Gallup polls show Americans’ support for abortion in all or most cases at 80% in May 2021, only slightly higher than in 1975 (76%), and the Pew Research Center finds 59% of adults believe abortion should be legal, compared to 60% in 1995—though there has been fluctuation, with support dropping to a low of 47% in 2009.

The share of Americans in Gallup’s poll who say abortion is morally acceptable reached a record high of 47% in May, up from a low of 36% in 2009, and a Quinnipiac poll found support for abortion being legal in all or most cases reached a near-record high in September with 63% support.

If Roe is overturned: A January CNN poll found a 59% majority want their state to have laws that are “more permissive than restrictive” on abortion if Roe goes away, while only 20% want their state to ban abortion entirely (another 20% want it to be restricted but not banned).

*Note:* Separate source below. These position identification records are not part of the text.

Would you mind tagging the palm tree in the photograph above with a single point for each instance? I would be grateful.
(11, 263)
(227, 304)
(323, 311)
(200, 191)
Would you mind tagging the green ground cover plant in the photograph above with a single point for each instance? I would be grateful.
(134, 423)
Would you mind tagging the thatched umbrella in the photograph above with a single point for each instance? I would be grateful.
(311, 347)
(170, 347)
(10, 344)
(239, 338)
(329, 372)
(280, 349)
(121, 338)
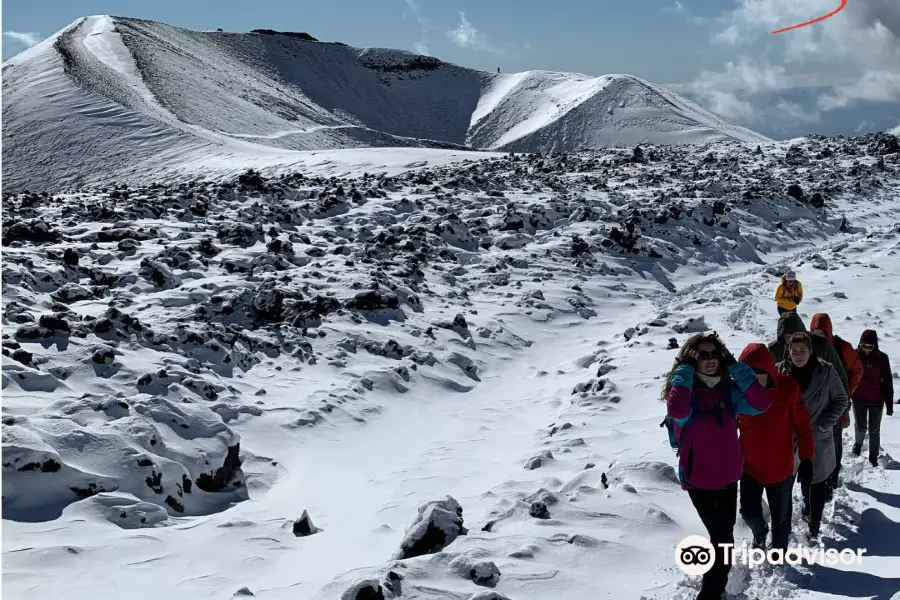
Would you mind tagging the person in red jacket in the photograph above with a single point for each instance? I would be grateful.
(768, 443)
(874, 395)
(821, 325)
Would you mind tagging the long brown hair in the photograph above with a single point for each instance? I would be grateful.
(691, 344)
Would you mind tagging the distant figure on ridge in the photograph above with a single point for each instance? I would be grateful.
(789, 293)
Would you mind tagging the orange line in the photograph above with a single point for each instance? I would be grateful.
(828, 16)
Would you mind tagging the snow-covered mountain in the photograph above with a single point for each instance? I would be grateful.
(268, 387)
(111, 99)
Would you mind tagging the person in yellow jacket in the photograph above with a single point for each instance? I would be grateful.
(789, 293)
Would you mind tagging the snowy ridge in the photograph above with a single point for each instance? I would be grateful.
(113, 99)
(280, 380)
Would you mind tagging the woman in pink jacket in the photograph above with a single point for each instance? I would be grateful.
(704, 393)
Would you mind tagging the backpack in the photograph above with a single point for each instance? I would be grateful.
(669, 423)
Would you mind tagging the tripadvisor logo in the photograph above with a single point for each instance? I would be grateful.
(695, 555)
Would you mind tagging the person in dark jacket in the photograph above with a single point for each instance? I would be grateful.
(705, 392)
(820, 325)
(790, 323)
(873, 396)
(826, 399)
(767, 441)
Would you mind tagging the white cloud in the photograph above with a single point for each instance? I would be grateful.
(28, 39)
(417, 12)
(421, 46)
(797, 113)
(856, 54)
(678, 8)
(466, 36)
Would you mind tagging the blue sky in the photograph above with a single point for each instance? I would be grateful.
(840, 76)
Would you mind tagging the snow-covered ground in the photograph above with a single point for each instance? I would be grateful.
(189, 369)
(110, 99)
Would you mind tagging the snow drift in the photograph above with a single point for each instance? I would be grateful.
(110, 98)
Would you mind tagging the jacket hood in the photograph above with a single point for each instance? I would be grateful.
(869, 336)
(758, 356)
(822, 321)
(790, 322)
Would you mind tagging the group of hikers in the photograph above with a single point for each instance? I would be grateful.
(769, 419)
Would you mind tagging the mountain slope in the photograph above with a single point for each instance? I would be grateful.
(187, 370)
(111, 98)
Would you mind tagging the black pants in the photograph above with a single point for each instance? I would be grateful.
(718, 511)
(867, 417)
(838, 454)
(780, 504)
(814, 502)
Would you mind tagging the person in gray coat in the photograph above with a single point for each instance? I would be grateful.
(826, 399)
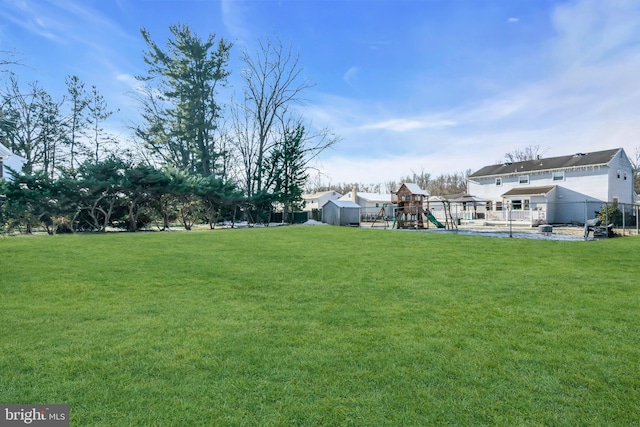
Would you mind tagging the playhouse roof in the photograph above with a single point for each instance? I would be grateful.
(414, 188)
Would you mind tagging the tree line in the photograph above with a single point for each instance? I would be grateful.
(194, 155)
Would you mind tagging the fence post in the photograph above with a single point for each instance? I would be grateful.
(586, 218)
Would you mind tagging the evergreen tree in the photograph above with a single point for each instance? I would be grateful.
(181, 120)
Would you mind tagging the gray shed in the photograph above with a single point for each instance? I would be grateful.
(341, 212)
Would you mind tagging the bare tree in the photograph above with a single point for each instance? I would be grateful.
(273, 85)
(77, 120)
(97, 114)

Strongest support for abortion—within limits: An Associated Press/NORC poll in June found 87% support abortion when the woman’s life is in danger, 84% support exceptions in the case of rape or incest, and 74% support abortion if the child would be born with a life-threatening illness.

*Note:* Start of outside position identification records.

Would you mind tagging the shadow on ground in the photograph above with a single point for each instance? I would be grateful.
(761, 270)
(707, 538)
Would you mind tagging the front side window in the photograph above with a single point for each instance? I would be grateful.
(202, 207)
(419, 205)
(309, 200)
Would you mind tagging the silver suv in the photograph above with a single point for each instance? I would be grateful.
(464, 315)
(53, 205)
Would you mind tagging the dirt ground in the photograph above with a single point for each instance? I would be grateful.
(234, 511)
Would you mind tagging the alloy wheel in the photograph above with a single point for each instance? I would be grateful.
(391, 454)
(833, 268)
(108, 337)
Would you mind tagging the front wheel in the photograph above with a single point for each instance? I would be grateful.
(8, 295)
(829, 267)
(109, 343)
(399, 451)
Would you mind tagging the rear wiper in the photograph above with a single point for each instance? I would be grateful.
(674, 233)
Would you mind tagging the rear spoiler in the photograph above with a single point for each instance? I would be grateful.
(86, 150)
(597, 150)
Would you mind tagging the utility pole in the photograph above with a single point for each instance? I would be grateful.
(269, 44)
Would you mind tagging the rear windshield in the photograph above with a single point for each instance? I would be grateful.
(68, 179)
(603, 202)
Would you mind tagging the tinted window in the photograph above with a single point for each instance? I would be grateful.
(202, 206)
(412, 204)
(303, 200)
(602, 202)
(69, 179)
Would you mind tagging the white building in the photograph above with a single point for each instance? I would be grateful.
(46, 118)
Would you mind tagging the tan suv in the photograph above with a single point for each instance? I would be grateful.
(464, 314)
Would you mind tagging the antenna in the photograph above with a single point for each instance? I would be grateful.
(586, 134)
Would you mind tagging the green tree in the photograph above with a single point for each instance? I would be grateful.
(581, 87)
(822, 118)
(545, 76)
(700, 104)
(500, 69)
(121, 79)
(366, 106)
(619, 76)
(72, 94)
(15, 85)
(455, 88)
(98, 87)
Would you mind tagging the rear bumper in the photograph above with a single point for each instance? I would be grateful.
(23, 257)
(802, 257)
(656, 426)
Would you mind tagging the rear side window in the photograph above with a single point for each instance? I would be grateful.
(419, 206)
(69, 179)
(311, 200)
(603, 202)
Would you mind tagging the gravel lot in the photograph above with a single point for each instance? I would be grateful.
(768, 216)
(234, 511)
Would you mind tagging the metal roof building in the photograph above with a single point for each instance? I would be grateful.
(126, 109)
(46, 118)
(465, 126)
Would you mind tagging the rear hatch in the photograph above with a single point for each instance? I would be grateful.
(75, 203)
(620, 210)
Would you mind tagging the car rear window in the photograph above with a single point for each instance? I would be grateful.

When abortion support drops: The further into the pregnancy, with AP/NORC finding 61% believe abortion should be legal during the first trimester, but only 34% in the second trimester and 19% in the third, and an April Wall Street Journal poll finding more Americans approve of 15-week abortion bans than disapprove.

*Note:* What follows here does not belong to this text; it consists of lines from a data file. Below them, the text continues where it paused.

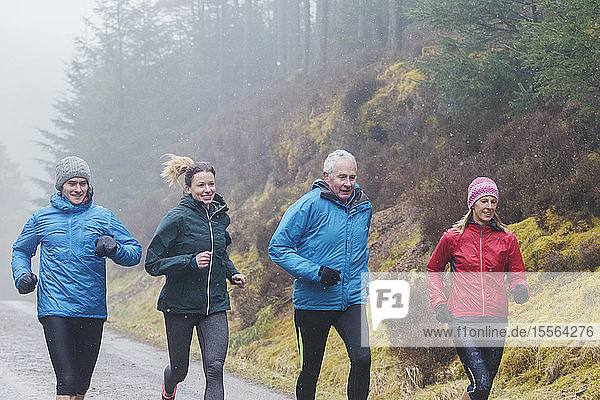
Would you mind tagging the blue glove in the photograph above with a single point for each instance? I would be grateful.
(329, 276)
(27, 283)
(520, 293)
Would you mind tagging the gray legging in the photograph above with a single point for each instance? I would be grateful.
(213, 336)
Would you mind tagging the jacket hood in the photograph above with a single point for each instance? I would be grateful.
(357, 198)
(218, 203)
(61, 203)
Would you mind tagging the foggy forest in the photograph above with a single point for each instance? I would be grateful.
(427, 95)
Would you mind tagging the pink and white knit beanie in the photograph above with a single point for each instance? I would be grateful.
(480, 187)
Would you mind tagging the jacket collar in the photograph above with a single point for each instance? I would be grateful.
(492, 225)
(217, 205)
(357, 197)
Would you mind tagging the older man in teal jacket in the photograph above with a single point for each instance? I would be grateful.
(322, 242)
(75, 237)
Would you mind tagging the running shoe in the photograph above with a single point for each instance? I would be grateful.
(166, 396)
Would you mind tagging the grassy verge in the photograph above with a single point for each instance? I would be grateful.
(266, 352)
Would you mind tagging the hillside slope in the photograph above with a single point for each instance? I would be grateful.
(415, 163)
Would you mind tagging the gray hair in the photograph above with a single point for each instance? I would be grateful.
(334, 157)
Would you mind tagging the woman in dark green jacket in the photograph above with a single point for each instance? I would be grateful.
(189, 248)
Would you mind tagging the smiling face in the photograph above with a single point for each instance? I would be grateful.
(341, 181)
(75, 190)
(484, 209)
(202, 187)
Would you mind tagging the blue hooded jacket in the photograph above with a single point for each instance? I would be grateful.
(72, 280)
(319, 230)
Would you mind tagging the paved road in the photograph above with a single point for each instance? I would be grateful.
(126, 369)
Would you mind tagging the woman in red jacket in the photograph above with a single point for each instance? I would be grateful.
(481, 252)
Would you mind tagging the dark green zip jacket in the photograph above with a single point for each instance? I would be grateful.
(186, 230)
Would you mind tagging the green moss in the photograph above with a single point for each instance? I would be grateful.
(323, 124)
(399, 88)
(404, 243)
(561, 236)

Partisan split—but not in all cases: Democrats are statistically far more likely to support abortion rights than Republicans, with Quinnipiac finding in September that only 39% of Republicans believe abortion should be legal in all or most cases versus 89% of Democrats—though 70% and 76% of Republicans support exceptions for rape and incest and when the mother’s life is at risk, respectively.

So, 80% of Americans support abortion in “all or most cases,” but only 19% of Americans support abortion in the third trimester and more Americans approve of 15-week abortion bans than disapprove? How do you square that circle? Granted, some of these polls are undoubtedly politically tilted propaganda, but Americans are also clearly of two minds on abortion. Most Americans think it’s morally repellent, but they also get why someone would do it. People understand that it’s easy to do the right thing in the abstract, but when it’s a choice that will have major implications for your life that’s right in front of you, it’s harder to make the right choice.

As this issue moves back to the states, for the first time in 50 years, legislators are going to have to balance those moral concerns with political concerns while coming up with policies. Finding that proper equilibrium probably won’t happen overnight, either. Even many Republican states probably won’t ultimately end up with a maximalist position that makes abortion illegal even in the case of rape and incest. Furthermore, for good or ill, abortion will go from being a largely abstract debate (the Supreme Court has taken it out of our hands, what can we do) to something much more real and personal for people, like the debate over slavery. The abortion debate PROBABLY won’t lead to the kind of violence that morally similar debate did, but it is likely to sharpen the differences between red and blue America.

Getting rid of Roe vs. Wade? It’s something that should have been done a long time ago, but it’s not a cure-all. Sure, it will save SOME children from being murdered and fix the biggest piece of judicial activism in Supreme Court history, but given that abortion is an even greater evil than slavery, the right thing to do is to keep pushing for life.